Most of Japan's oil and gas companies are active in Libya, which became one of the world's most promising and competitive new oil plays after U.S. and international sanctions against the nation were lifted in recent years.

"Believe it, [Japan] will matter," says Jeffrey Christian, managing director of New York commodities-research firm CPM Group. "China is not the only engine" of global commodity demand, he says.

Japan's economy is expanding between 2% and 3% a year, a far cry from China's recent growth in excess of 9%. Also, Japan's economy is far more energy efficient, and less reliant on manufacturing, than China, meaning that it requires fewer raw materials to generate growth.

But Japan remains the world's third-biggest consumer of oil, behind China and the U.S., and the No. 1 user of liquefied natural gas. It also makes up about 30% of the world's demand for imported steel-making coal and about 20% of iron-ore imports.

Japan has played a critical role in commodities markets before, especially in the 1960s and 1970s, when its high-flying economy helped lift prices. The country's growth screeched to a halt in the early 1990s after years of overinvestment, triggering more than a decade of weak business activity. Corporate restructuring, low interest rates and a boom in exports to China and elsewhere have helped Japan recover.

Now the country's resurgence is visible everywhere, including Tokyo's glittering skyline. More than 160 high-rise buildings with 12 floors or more are under construction across Tokyo, according to Emporis GMBH, a German company that collects data on buildings. Each of those structures will need a hefty helping of steel, copper and other basic raw materials, as well as lots of energy. Japanese steel consumption rose 5% last year to about 83.1 million metric tons, and is expected to keep climbing this year.

Japan also is seeing renewed growth in factory construction. Steelmaker JFE Holdings Inc. says it plans to raise capacity to about 12% above its current production by 2008, primarily to produce more high-end steel for auto and other uses in Japan and abroad.

Other Japanese manufacturers have similar plans.

"One would have thought that somewhat surprising -- any new widget factory ought to be going up in [lower-cost] China right now, not Japan," says Peter Morgan, chief economist for Asia Pacific at HSBC in Hong Kong.

But he says many manufacturers are staying in Japan to take advantage of changes in government policy that made it easier to develop facilities close to Japanese cities, reducing the cost of distributing goods. Other factories are replacing aging equipment that they were unwilling to replace during Japan's long economic slumber.


Rising steel production in Asia including Japan is a key reason why large mining companies such as Rio Tinto and BHP Billiton appear to be on the verge of securing yet another increase in the price of iron ore, a steelmaking ingredient. Last year, iron-ore prices rose more than 70%. This year, analysts expect prices to rise another 10% or more.

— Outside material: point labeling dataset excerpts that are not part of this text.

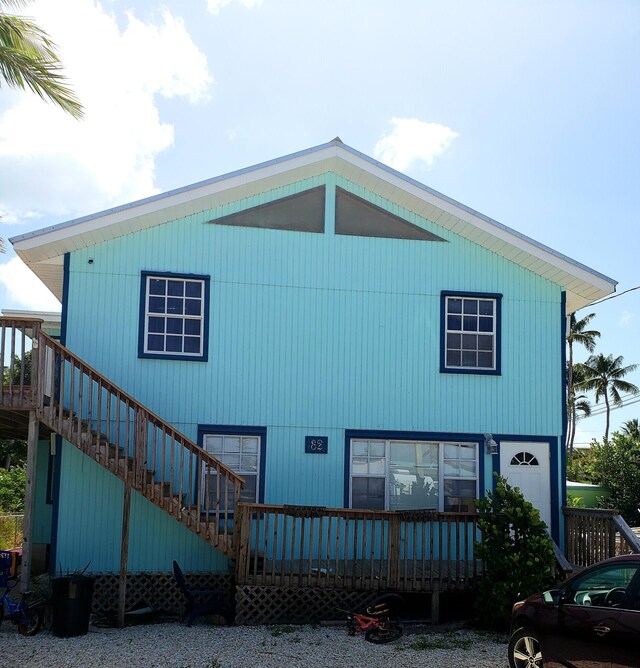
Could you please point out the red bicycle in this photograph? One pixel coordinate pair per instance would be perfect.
(379, 622)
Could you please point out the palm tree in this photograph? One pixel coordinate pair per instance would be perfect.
(632, 428)
(28, 60)
(578, 333)
(605, 376)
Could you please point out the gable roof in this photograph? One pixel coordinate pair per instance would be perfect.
(43, 250)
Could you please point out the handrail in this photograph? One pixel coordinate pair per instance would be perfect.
(350, 548)
(153, 417)
(15, 335)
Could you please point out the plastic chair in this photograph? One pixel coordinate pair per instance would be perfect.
(199, 602)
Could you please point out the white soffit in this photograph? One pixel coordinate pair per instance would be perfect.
(43, 250)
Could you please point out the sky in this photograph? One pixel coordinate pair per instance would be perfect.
(527, 112)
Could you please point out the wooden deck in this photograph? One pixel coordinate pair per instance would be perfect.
(343, 548)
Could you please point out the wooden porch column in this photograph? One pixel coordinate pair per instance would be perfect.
(124, 553)
(27, 539)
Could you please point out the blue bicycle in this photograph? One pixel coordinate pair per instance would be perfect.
(27, 617)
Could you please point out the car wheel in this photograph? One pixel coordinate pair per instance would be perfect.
(524, 649)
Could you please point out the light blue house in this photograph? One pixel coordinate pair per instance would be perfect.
(336, 333)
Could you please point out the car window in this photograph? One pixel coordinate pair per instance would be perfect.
(606, 586)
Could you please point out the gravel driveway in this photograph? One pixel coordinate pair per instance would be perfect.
(175, 646)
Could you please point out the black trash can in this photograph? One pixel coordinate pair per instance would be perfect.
(71, 597)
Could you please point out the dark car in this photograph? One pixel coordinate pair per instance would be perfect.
(592, 620)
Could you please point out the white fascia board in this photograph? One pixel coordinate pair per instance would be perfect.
(484, 223)
(188, 197)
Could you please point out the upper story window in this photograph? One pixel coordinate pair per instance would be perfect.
(174, 316)
(471, 326)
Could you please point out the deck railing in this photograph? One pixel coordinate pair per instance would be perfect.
(354, 549)
(121, 434)
(16, 338)
(593, 535)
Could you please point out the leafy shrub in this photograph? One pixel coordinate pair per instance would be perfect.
(516, 552)
(616, 465)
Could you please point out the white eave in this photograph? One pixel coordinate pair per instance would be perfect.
(44, 250)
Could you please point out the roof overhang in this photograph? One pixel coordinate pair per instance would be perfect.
(43, 250)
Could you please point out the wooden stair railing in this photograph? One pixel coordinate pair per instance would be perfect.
(107, 424)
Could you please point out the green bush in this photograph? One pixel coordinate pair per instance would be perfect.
(616, 465)
(516, 552)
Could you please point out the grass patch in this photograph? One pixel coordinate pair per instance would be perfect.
(448, 641)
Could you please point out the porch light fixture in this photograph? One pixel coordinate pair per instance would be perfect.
(490, 444)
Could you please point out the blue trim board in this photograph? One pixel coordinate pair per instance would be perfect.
(57, 464)
(241, 430)
(554, 481)
(563, 394)
(55, 512)
(443, 328)
(141, 320)
(411, 436)
(65, 299)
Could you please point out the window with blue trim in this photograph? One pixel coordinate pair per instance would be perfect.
(174, 311)
(410, 475)
(471, 333)
(242, 451)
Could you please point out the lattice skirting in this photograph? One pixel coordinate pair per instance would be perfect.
(157, 590)
(295, 605)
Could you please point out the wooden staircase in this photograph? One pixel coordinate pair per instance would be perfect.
(77, 402)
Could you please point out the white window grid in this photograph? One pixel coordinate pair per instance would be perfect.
(467, 335)
(243, 452)
(441, 466)
(191, 325)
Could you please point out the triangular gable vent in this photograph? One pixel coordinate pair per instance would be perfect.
(357, 217)
(303, 212)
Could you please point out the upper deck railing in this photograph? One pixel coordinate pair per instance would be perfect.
(147, 453)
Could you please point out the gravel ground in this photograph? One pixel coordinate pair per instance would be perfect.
(175, 646)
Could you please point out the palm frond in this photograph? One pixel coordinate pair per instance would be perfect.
(28, 60)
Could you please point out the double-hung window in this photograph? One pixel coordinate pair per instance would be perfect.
(241, 449)
(412, 475)
(471, 333)
(174, 316)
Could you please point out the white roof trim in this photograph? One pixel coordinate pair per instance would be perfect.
(43, 250)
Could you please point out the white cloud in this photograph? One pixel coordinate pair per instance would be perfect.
(412, 141)
(215, 6)
(626, 318)
(24, 288)
(51, 163)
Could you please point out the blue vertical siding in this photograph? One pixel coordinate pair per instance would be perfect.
(90, 526)
(310, 334)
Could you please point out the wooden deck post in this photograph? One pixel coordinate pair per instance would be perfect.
(435, 607)
(32, 460)
(124, 553)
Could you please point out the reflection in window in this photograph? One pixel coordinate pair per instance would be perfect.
(240, 453)
(410, 475)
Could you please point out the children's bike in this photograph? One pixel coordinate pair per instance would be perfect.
(379, 622)
(28, 618)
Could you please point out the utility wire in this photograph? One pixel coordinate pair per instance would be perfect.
(606, 299)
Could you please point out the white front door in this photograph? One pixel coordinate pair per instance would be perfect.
(526, 465)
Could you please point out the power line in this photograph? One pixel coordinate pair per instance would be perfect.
(602, 411)
(606, 299)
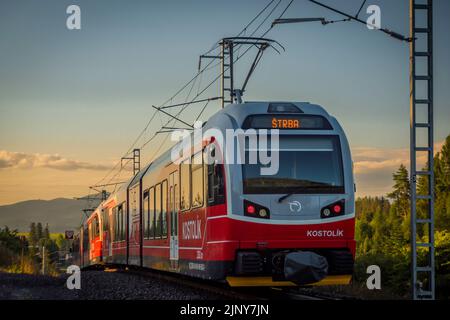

Japan's energy picture is more complicated. The country's aging population means that its demand for energy won't rise as quickly as the rest of Asia. But unlike other parts of Asia -- including China -- Japan has almost no domestic reserves of energy to fall back on.

Japan has 13 nuclear plants under development, which should add another shot of demand for uranium, a mined commodity whose price has soared in the past few years.

Japan also is taking on a bigger role in the market for LNG, a form of natural gas that is cooled into a liquid so it can be shipped by tanker. Last year, Japan imported about 58 million metric tons, more than double the next biggest importer, South Korea. By 2011, analysts believe Japanese demand will increase to nearly 70 million metric tons.

In one example late last year, three Japanese utility companies beat out China to secure gas from Australia's Gorgon LNG project led by Chevron Corp., one of the largest LNG projects in the world, primarily because they were willing to pay more. China has few options for sourcing any large LNG supplies for at least the next several years.